The season of Lent is a season of forty days and forty nights of preparation and repentance, denial and fasting, a forty-day journey to Jerusalem and the cross. The forty-day span of the season arose in Christianity in parallel to the model of Jesus. The Gospels portray Jesus as spending forty days and forty nights in the wilderness, being tempted and tested, fasting and hungering, wrestling and preparing for his journey to the cross (Matt 4:2, Mark 1:13; Luke 4:2).
Centuries before Jesus, Moses also spent forty days and forty nights wrestling with God in the wilderness. In Deut 9:25, Moses recalls for a new generation of Israelites how he prayed to God to forgive the rebellious Israelites who worshipped the golden calf (Exodus 32) and who refused to accept God’s gift and enter the land of Canaan (Numbers 13-14). In both instances, God threatened to destroy Israel. In both instances, Moses prayed and advocated for the sinful Israelites “throughout the forty days and forty nights that I lay prostrate before the LORD when the LORD intended to destroy you” (Deut 9:25). Imagine the scene on top of the mountain in the wilderness. Moses, lying face down and stretched out, advocating for others, on a hunger strike (“I neither ate bread nor drank water”—Deut 9:9, 18), trying to persuade God and appealing to God’s mercy. And remarkably, Moses remembered, “the LORD listened to me that time also” (Deut 9:19).

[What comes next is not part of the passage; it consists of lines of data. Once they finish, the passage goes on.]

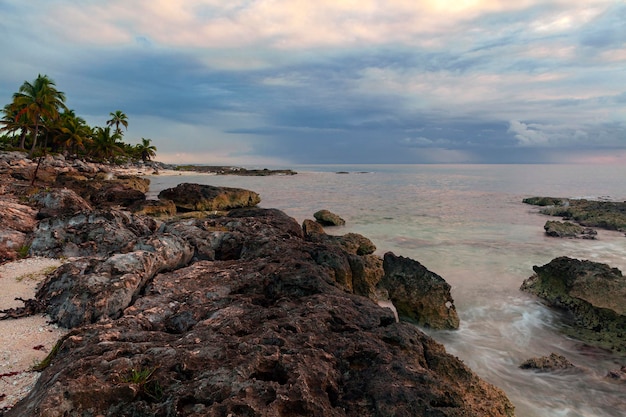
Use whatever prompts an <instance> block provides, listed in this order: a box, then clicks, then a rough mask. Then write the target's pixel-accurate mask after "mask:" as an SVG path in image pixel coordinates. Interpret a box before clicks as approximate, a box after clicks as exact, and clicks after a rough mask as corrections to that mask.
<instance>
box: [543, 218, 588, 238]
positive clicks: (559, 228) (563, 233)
mask: <svg viewBox="0 0 626 417" xmlns="http://www.w3.org/2000/svg"><path fill="white" fill-rule="evenodd" d="M543 229H544V230H545V231H546V235H548V236H552V237H564V238H574V239H595V238H596V235H597V234H598V232H596V231H595V230H593V229H591V228H589V227H582V226H579V225H577V224H574V223H570V222H559V221H552V220H548V221H547V222H546V224H545V225H544V226H543Z"/></svg>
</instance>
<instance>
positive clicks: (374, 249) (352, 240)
mask: <svg viewBox="0 0 626 417" xmlns="http://www.w3.org/2000/svg"><path fill="white" fill-rule="evenodd" d="M329 238H331V240H334V241H335V242H336V243H337V244H339V245H340V246H342V247H343V248H344V249H345V250H346V251H348V252H349V253H354V254H356V255H369V254H372V253H374V252H375V251H376V246H375V245H374V244H373V243H372V241H371V240H369V239H368V238H366V237H365V236H363V235H360V234H358V233H346V234H345V235H343V236H329Z"/></svg>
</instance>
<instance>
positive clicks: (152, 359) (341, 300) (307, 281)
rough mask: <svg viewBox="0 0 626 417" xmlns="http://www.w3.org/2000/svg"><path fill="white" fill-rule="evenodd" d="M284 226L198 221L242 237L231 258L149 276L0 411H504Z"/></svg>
mask: <svg viewBox="0 0 626 417" xmlns="http://www.w3.org/2000/svg"><path fill="white" fill-rule="evenodd" d="M288 219H289V218H288V217H287V216H285V215H280V214H278V213H277V212H276V211H263V210H260V209H253V210H240V211H238V212H237V213H235V214H234V216H228V217H225V218H222V219H217V218H216V219H207V222H209V223H213V222H216V223H215V224H217V223H220V224H222V225H223V227H225V228H228V231H229V232H231V233H234V232H237V233H240V234H241V235H242V238H243V239H244V242H243V250H242V253H241V257H240V259H238V260H228V261H197V262H195V263H193V264H191V265H190V266H188V267H185V268H181V269H177V270H175V271H172V272H166V273H159V274H157V275H156V276H155V277H154V279H153V280H152V281H151V282H150V283H149V284H148V285H147V287H146V288H145V289H144V290H143V291H142V292H141V293H140V296H138V297H137V300H136V301H135V302H134V303H133V304H132V305H131V306H129V307H128V308H127V309H126V310H125V311H124V314H123V315H122V316H121V317H120V318H118V319H111V320H109V321H107V322H104V323H96V324H93V325H89V326H84V327H81V328H78V329H76V330H74V331H73V332H71V333H70V334H69V335H68V336H67V337H66V338H65V339H64V341H63V343H62V344H61V345H60V347H59V349H58V353H57V355H56V356H55V357H54V359H53V360H52V362H51V365H50V367H49V368H47V369H45V370H44V371H43V372H42V375H41V377H40V379H39V380H38V382H37V384H36V386H35V387H34V389H33V390H32V391H31V392H30V394H29V395H28V397H26V398H25V399H24V400H23V401H21V402H20V403H18V404H17V405H16V406H15V407H14V408H13V409H12V410H10V411H8V413H7V414H6V417H15V416H22V415H29V416H33V417H44V416H45V417H48V416H52V415H53V414H50V413H49V412H48V410H54V413H63V414H65V415H83V414H85V415H86V414H90V415H94V416H95V415H103V416H105V415H106V416H113V415H145V416H148V415H180V416H198V417H199V416H227V415H229V414H232V415H256V416H295V415H314V416H357V415H359V416H380V415H398V416H400V415H433V416H435V415H436V416H466V415H472V416H478V415H480V416H483V415H489V416H496V417H498V416H513V406H512V405H511V404H510V402H509V401H508V400H507V398H506V396H505V395H504V393H503V392H502V391H500V390H499V389H497V388H495V387H493V386H491V385H490V384H487V383H486V382H484V381H482V380H480V379H479V378H478V377H477V376H476V375H475V374H473V373H472V372H471V371H470V370H469V368H467V367H466V366H465V365H463V363H462V362H461V361H459V360H458V359H456V358H455V357H453V356H451V355H448V354H446V353H445V350H444V348H443V346H442V345H440V344H438V343H437V342H435V341H434V340H433V339H431V338H430V337H428V336H426V335H425V334H424V333H422V332H421V331H420V330H418V329H417V328H416V327H415V326H412V325H410V324H406V323H396V321H395V318H394V316H393V313H392V311H391V310H389V309H386V308H381V307H379V306H377V305H376V304H375V303H374V302H373V301H371V300H368V299H367V298H364V297H360V296H356V295H353V294H349V293H347V292H345V291H342V290H340V289H339V288H338V287H337V286H336V285H334V282H333V279H332V277H331V276H330V275H329V273H328V269H327V268H325V267H324V266H323V265H320V264H318V263H316V262H314V261H313V260H312V258H311V256H310V250H311V247H313V246H315V245H321V244H319V243H312V242H306V241H305V240H304V239H303V236H302V231H301V229H300V227H299V226H298V225H297V223H296V222H295V221H293V219H291V220H288ZM195 222H196V223H195V225H196V226H198V223H197V222H198V220H195ZM294 225H295V228H294ZM333 247H334V248H335V250H339V251H343V249H341V248H340V247H338V246H333ZM353 256H357V255H353ZM52 293H54V291H53V292H52ZM137 374H140V375H143V378H137ZM133 375H135V378H133ZM55 415H56V414H55Z"/></svg>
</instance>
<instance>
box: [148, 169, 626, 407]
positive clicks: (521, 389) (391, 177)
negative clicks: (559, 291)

Moses provides an additional insight into what we might do this year in our Lenten journey. Lent is often seen as a time for personal wrestling with inner demons, repenting of our own personal sin, a time of discipline and denial for our own spiritual health and maturation. All of that is well and good. The example of Moses, however, may offer an additional discipline for Lent: intense prayer for others, advocating for those lost in their wilderness journey, pleading for God’s mercy and kindness upon those in need. In addition, our Lenten discipline may include a time to give thanks for those people in our lives who have prayed for us and advocated for us at times we were not aware, who held us up before the throne of grace in times when our spirits were low and our faith needed strengthening.
Gracious and loving God, I give thanks to all those whom you have sent to support me in my journey of faith., all those who have prayed for me , advocated for me, and given me strength to travel through the wilderness parts of my life. Use me, O Lord, as an advocate for others, as a channel to bring the needs and hurts of others before your throne of grace. I pray in the name of Jesus, our High Priest and Intercessor, and through the Holy Spirit who helps us in our weakness and intercedes for us with sighs too deep for words. Amen.